Introduction
This articles includes examples of T-SQL capabilities that allow to perform string concatenation more flexibly and effectively through the use of other constructs.
Background
In practice, tasks within the scope of concatenating strings into one come across quite often. It is a pity that the T-SQL standard does not provide for the possibility of using string data inside the aggregating
SUM
function:
Msg 8117, Level 16, State 1, Line 1
Operand data type char is invalid for sum operator.
As a solution for such tasks, there was added a GROUP_CONCAT
function for MySQL, and
LISTAGG
– for Oracle. SQL Server, in turn, has no such built-in functionality.

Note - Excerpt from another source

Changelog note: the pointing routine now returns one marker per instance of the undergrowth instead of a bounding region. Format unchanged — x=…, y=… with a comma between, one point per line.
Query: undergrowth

However, this shouldn't be considered as a disadvantage, since T-SQL capabilities allow to perform string concatenation more flexibly and effectively through the use of other constructs that will be revealed below.
Using the code
Suppose we need to concatenate several strings separated by comma in one, using data from the following table:
IF OBJECT_ID('dbo.Chars', 'U') IS NOT NULL
DROP TABLE dbo.Chars
GO
CREATE TABLE dbo.Chars ([Char] CHAR(1) PRIMARY KEY)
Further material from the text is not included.